I pretty much gave up on the whole thing by now but I welcome more ideas.

Cheers,

Jonas

Maybe the bootloader did somehow get corrupted.

Although, does the Arduino NG that you tried (or the Diecimila w/ its original chip) work on any other computers?

Does your computer still work with any of the boards you tried?

(That is, can we tell if the problem is in the computer or the board/chip?)

Well, I didn't try to Arduino NG on the other box, but I guess that's the clincher. Since the board didn't work on the other computer (different OS as well), it must be down to the chip or some other component on the Arduino.

I think I'll try to solder a more reliable programmer (with a plug) some time this week and attempt to program the bootloader again. I'll let you know how it works out.

Cheers again,

Jonas

I solved it! It ended up being pretty easy, after I soldered my stray cables to a parallel port plug. What happenes was this: the Arduino software never burned the bootloader from the menu because avrdude didn't recognize the signature on the chip for some reason.

I ended up copying the avrdude command out of the Arduino window and adding "-F", which worked fine. What took a long time afterwards is finding out that this first avrdude command just prepares the chip for programming.

Finally I found this thread: http://www.arduino.cc/cgi-bin/yabb2/YaBB.pl?num=1187913240/4

There it mentioned the second command needed to program the actual bootloader. Maybe you could put this info at a more visible place, for instance the Bootloader page?

Anyway, I'll finally get back to programming... let's see if I can get something useful out of the Arduino after all.

Later,

Jonas

And just in case anyone stumbles over this thread while troubleshooting, I found out what killed my Arduino in the first place. I had written this simple loop:

// buggy! Don't ever use!
for (int i=startPin;i++;i<=endPin) {
    digitalWrite(i, HIGH);   // sets the LED on
}

That's what happens when you don't stop to think... all you experienced C programmers will laugh at my mistake, I'm sure. As you should. All the others might need pointing out that I switched positions of the condition and the action in the for loop. Every time this loop runs, it increments i and writes HIGH to it. It never stops!

Apparently, digitalWrite doesn't check if the pin number is too high and happily overwrites the bootloader. So, it's back to burning the bootloader for me. Sigh...

Cheers,

Jonas

Uh, I don't get it. Program space (flash) is a completely different memory address space than RAM. Besides that, isn't the bootloader area write protected (with fuse bits)?

-j

I thought it was weird as well... maybe it's simply to do with the for loop never ending. Does the bootloader only jump in between repeats of the loop() function? Maybe the bootloader never gets called again since the loop() function never finishes. That would explain why I never got to burn a new program on the chip.

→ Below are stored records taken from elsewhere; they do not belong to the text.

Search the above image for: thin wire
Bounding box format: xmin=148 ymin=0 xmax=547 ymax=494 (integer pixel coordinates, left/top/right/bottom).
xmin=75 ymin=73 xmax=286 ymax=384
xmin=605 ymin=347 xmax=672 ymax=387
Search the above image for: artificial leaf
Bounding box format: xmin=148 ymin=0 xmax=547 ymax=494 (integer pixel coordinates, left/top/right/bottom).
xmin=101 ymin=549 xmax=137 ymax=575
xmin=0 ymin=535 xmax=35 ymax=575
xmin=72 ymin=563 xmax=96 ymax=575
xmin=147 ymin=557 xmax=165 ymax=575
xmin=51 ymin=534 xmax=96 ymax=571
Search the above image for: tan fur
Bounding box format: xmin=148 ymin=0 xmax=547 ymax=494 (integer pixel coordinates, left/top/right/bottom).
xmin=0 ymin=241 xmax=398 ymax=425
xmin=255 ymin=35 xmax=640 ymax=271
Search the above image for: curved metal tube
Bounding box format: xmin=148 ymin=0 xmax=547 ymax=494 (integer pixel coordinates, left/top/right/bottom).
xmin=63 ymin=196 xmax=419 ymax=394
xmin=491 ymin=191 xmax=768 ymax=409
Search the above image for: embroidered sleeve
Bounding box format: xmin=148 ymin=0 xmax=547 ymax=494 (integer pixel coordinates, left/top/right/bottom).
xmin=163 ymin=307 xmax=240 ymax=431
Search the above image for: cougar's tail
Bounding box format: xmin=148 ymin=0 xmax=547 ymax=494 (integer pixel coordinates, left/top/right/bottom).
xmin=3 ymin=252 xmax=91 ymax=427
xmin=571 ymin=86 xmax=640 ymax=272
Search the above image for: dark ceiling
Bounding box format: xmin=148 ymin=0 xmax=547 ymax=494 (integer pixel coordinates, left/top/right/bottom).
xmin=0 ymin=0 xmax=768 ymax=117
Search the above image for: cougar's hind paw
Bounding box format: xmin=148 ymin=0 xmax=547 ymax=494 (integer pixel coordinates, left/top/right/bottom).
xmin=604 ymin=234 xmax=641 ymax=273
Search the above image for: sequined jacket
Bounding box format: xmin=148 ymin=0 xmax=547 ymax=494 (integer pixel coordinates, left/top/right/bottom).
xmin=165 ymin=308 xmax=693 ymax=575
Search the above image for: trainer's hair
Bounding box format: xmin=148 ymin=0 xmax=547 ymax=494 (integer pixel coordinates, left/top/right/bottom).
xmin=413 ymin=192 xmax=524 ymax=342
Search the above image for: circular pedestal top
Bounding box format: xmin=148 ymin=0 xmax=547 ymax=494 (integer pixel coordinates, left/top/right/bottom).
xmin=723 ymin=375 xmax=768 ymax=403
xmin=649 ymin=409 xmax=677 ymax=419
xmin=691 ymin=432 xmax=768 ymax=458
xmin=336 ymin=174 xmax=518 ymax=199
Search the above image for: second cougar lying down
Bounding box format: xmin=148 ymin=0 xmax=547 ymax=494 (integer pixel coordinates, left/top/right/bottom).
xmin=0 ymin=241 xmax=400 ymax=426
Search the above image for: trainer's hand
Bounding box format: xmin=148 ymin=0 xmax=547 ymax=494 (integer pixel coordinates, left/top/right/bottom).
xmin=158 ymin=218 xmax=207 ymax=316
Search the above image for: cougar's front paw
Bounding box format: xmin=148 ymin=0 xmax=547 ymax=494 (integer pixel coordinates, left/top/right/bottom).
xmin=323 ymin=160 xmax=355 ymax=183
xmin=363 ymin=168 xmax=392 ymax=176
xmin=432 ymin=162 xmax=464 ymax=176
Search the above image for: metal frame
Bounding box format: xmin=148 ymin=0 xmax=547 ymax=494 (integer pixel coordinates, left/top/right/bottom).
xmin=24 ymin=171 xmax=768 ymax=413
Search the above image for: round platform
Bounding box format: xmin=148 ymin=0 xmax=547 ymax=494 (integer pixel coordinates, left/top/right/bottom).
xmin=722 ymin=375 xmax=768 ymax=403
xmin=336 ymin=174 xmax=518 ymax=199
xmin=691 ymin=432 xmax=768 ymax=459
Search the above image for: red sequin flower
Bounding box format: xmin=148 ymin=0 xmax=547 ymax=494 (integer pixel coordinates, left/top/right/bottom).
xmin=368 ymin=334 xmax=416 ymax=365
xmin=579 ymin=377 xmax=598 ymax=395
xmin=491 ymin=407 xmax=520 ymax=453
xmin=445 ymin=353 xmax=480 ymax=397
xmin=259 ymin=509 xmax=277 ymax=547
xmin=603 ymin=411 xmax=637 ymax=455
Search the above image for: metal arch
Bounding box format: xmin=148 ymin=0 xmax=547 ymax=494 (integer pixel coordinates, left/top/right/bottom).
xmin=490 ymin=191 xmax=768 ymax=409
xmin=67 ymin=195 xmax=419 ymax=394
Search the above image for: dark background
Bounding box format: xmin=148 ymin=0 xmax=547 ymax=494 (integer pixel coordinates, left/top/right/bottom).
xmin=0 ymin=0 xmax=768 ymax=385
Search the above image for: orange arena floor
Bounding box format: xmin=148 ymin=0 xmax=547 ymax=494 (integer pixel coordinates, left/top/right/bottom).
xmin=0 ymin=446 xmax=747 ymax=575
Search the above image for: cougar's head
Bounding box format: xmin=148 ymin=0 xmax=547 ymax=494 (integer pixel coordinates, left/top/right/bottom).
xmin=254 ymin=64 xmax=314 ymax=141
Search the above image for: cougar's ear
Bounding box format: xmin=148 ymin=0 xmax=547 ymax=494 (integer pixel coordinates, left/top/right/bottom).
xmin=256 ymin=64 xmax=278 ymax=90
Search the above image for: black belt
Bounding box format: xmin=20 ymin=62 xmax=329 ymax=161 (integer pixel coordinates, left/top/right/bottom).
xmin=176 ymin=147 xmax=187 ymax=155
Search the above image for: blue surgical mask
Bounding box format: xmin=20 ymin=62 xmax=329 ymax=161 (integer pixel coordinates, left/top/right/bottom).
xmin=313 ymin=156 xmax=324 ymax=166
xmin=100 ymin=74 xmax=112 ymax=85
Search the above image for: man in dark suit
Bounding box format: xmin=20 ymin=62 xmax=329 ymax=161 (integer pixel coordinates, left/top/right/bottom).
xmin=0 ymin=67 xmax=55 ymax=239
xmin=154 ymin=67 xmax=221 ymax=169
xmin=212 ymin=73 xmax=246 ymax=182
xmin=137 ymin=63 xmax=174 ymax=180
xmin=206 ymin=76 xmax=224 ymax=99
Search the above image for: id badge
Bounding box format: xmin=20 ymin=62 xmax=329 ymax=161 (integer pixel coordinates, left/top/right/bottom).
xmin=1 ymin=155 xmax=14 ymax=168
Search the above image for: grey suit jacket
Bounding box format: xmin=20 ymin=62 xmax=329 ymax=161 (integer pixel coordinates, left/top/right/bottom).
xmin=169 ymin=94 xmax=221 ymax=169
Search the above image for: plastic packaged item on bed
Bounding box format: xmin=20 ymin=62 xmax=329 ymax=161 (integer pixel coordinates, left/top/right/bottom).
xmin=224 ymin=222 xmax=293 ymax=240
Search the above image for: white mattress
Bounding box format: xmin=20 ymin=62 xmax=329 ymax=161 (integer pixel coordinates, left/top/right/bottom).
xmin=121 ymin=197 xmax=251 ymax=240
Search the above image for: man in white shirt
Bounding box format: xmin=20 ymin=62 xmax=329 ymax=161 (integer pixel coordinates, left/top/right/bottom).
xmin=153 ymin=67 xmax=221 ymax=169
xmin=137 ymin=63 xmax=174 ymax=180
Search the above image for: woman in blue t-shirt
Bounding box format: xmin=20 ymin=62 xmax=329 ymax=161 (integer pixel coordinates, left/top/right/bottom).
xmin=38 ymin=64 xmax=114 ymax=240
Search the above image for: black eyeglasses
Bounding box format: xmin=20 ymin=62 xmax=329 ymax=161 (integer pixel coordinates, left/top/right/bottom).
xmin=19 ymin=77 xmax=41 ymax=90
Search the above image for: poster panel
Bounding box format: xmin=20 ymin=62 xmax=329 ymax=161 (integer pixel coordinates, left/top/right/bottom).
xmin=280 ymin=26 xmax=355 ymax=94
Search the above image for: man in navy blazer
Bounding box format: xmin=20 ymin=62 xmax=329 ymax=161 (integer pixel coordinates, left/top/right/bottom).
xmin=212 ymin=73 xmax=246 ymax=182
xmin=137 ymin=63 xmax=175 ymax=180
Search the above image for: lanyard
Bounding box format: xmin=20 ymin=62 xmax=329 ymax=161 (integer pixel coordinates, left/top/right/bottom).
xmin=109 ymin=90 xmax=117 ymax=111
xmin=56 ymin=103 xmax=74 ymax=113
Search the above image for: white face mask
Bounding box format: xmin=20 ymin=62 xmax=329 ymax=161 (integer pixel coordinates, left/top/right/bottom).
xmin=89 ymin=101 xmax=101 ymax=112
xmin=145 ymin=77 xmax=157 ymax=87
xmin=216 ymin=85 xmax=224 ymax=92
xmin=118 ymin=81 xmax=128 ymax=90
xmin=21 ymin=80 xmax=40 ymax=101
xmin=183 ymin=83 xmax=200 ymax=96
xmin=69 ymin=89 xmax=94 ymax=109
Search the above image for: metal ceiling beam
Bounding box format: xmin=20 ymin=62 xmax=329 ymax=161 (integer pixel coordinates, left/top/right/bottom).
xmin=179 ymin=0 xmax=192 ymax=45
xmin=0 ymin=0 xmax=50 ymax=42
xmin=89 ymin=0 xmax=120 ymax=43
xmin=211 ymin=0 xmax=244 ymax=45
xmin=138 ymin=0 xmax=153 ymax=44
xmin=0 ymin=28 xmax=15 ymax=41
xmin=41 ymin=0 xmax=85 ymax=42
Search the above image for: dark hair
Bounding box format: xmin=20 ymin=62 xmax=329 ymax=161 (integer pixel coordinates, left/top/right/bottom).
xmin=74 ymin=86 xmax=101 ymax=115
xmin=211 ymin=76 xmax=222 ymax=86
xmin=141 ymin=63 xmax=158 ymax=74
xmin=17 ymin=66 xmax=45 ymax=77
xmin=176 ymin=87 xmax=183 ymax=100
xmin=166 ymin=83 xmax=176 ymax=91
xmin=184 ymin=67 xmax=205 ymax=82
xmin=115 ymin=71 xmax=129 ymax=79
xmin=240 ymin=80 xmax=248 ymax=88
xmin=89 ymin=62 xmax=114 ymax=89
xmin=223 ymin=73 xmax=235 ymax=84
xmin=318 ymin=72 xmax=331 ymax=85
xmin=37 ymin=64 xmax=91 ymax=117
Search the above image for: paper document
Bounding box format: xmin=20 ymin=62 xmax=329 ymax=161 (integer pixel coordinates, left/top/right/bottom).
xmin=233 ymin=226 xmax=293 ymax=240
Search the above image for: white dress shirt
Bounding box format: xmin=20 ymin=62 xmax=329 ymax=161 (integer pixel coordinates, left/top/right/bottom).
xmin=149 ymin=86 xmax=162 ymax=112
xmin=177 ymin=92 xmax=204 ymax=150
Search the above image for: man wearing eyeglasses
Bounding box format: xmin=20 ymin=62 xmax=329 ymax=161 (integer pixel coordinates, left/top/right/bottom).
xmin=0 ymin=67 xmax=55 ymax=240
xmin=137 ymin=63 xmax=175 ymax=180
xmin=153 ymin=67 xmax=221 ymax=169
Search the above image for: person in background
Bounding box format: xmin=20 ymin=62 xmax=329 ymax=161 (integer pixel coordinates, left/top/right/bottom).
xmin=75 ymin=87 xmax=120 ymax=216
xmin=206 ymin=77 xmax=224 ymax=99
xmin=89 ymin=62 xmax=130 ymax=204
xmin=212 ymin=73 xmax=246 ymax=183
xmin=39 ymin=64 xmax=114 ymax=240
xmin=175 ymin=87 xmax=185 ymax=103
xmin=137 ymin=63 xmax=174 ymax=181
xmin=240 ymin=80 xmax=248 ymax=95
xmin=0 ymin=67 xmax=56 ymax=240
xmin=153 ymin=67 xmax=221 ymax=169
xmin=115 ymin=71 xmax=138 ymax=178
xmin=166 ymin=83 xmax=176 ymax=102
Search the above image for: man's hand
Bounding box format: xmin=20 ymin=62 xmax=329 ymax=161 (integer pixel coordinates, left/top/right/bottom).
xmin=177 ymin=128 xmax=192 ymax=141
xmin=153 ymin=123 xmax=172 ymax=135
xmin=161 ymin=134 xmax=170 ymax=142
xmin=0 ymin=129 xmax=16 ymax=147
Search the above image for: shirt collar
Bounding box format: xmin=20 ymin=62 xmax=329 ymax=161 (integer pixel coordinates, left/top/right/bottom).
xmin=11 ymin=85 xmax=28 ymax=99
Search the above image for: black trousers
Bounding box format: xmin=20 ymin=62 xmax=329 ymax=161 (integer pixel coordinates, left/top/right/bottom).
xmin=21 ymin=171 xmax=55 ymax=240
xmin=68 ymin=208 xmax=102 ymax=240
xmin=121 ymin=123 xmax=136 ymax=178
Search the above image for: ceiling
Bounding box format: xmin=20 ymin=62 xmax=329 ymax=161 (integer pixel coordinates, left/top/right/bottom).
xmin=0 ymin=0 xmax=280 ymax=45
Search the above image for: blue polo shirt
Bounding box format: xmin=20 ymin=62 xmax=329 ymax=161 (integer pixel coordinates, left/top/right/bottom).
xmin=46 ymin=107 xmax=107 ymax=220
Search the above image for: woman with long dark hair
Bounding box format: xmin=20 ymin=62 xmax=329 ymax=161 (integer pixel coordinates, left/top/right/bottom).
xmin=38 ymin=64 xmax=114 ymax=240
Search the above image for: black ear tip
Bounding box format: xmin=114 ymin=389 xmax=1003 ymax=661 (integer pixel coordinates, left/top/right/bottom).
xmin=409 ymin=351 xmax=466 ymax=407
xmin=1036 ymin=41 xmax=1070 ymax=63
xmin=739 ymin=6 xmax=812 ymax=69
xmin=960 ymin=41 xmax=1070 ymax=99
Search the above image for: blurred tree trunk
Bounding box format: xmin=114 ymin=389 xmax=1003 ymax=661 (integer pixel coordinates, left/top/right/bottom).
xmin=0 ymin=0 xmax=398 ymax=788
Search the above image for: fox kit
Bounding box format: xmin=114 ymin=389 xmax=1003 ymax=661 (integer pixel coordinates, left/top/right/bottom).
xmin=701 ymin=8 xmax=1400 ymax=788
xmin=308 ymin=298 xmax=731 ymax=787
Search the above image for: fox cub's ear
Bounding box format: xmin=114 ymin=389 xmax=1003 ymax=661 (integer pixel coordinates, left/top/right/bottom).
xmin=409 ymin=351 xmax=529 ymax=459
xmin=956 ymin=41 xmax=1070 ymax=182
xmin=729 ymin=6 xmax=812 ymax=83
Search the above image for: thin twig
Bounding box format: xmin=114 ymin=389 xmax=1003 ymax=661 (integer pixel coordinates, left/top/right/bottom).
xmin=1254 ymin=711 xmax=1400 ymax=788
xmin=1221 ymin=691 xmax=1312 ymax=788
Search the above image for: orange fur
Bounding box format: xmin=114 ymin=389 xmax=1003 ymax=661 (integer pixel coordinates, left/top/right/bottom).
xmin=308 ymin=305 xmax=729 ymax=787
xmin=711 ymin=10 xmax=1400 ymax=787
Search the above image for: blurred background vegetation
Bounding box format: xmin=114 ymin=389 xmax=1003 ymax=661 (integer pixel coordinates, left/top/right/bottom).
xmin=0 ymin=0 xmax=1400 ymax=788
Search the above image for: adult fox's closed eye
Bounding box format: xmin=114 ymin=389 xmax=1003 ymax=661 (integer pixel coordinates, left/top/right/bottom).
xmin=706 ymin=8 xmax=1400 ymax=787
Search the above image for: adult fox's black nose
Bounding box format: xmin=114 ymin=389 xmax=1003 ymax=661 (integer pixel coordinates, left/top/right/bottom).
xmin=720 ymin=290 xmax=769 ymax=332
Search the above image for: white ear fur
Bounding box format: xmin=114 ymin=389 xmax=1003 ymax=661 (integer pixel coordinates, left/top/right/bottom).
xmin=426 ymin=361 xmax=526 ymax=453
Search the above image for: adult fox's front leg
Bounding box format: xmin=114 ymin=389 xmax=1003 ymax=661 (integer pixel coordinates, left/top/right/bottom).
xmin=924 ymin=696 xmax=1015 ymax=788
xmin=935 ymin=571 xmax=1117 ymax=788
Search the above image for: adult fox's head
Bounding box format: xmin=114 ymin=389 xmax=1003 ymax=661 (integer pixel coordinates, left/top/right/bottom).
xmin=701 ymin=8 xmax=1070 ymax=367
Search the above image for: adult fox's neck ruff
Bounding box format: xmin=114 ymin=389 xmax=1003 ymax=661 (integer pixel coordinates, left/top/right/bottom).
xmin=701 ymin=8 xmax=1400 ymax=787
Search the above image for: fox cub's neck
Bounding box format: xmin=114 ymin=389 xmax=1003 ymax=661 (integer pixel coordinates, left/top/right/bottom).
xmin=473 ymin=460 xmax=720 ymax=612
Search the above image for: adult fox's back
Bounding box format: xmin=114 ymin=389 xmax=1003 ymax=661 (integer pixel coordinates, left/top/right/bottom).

Is there any way to stop the running program and give control back to the bootloader? Pressing the reset button on the Arduino didn't do anything like that on my board.

Jonas

The bootloader runs once at powerup/after reset.

There is a main() function that does some setup before calling loop() inside an infinite loop. I've written sketches that don't exit from loop() with no problems that I noticed.

Pushing the reset button should cause the bootloader to run again (once, after the button is released).

-j

The buggy program I wrote kept flashing LED 13, but the bootloader never responded. Not even after pressing reset. Maybe my setup function was the problem:

// buggy! Don't ever use!
for (int i=startPin;i++;i<=endPin) {
    pinMode(i, OUTPUT);   // sets the LED on
}

Possibly the infinite loop turns an INPUT pin needed for the bootloader into an OUTPUT pin.

Anyway, I don't think it matters much. I found the error and maybe this will help someone else from making the same mistake.